Veo que debo conformarme con el hecho de que el hombre siga con vida y no corra peligro. Mis obligaciones como policía terminan aquí. Me levanto para irme.

—Si logra detener al asesino, le regalaré a usted un chalé —me dice a mi espalda.

Subimos al coche patrulla pero no arrancamos enseguida. Vlasópulos necesita unos minutos de gracia para poder calmarse.

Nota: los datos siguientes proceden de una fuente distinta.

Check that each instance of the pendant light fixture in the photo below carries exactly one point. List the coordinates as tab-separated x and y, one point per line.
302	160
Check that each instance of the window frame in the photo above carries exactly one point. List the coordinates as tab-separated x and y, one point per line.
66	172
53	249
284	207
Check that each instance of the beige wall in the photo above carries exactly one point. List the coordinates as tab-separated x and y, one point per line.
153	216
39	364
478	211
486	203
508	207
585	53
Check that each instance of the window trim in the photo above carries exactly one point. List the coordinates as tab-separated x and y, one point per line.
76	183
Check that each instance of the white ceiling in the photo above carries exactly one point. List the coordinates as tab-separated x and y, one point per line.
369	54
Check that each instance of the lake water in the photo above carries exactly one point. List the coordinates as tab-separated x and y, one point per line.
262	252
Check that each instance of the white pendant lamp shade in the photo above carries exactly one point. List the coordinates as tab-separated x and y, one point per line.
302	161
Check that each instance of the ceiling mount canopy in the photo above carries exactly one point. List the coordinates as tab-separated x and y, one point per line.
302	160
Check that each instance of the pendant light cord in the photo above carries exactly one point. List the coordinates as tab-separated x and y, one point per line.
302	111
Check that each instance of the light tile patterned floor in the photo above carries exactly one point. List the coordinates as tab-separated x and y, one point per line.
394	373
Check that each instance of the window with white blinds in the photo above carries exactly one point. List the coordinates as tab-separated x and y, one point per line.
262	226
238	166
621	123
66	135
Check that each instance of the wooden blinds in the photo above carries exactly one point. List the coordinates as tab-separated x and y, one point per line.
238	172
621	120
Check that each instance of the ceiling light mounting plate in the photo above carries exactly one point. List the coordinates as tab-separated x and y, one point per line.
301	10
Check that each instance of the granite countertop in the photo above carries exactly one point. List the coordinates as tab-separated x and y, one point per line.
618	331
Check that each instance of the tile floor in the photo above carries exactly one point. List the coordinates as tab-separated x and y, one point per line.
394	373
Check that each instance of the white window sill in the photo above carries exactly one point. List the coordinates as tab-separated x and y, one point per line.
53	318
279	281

—¿Se da cuenta de lo que nos ha dicho? —pregunta cuando, por fin, arranca el motor.

—Sí, que Merkel recauda impuestos por la vía de la cicuta.

Y que todo, desde las construcciones sin licencia hasta los sobornos, forma parte del desarrollo. Los que no aceptan sobornos perjudican al país, porque fomentan el subdesarrollo.

—¿Puedo confesarle una cosa, señor comisario? Otro más como Polátoglu y acabaré deseando que el asesino se nos escabulla.

Arranca y empieza a bajar la calle de la Democracia.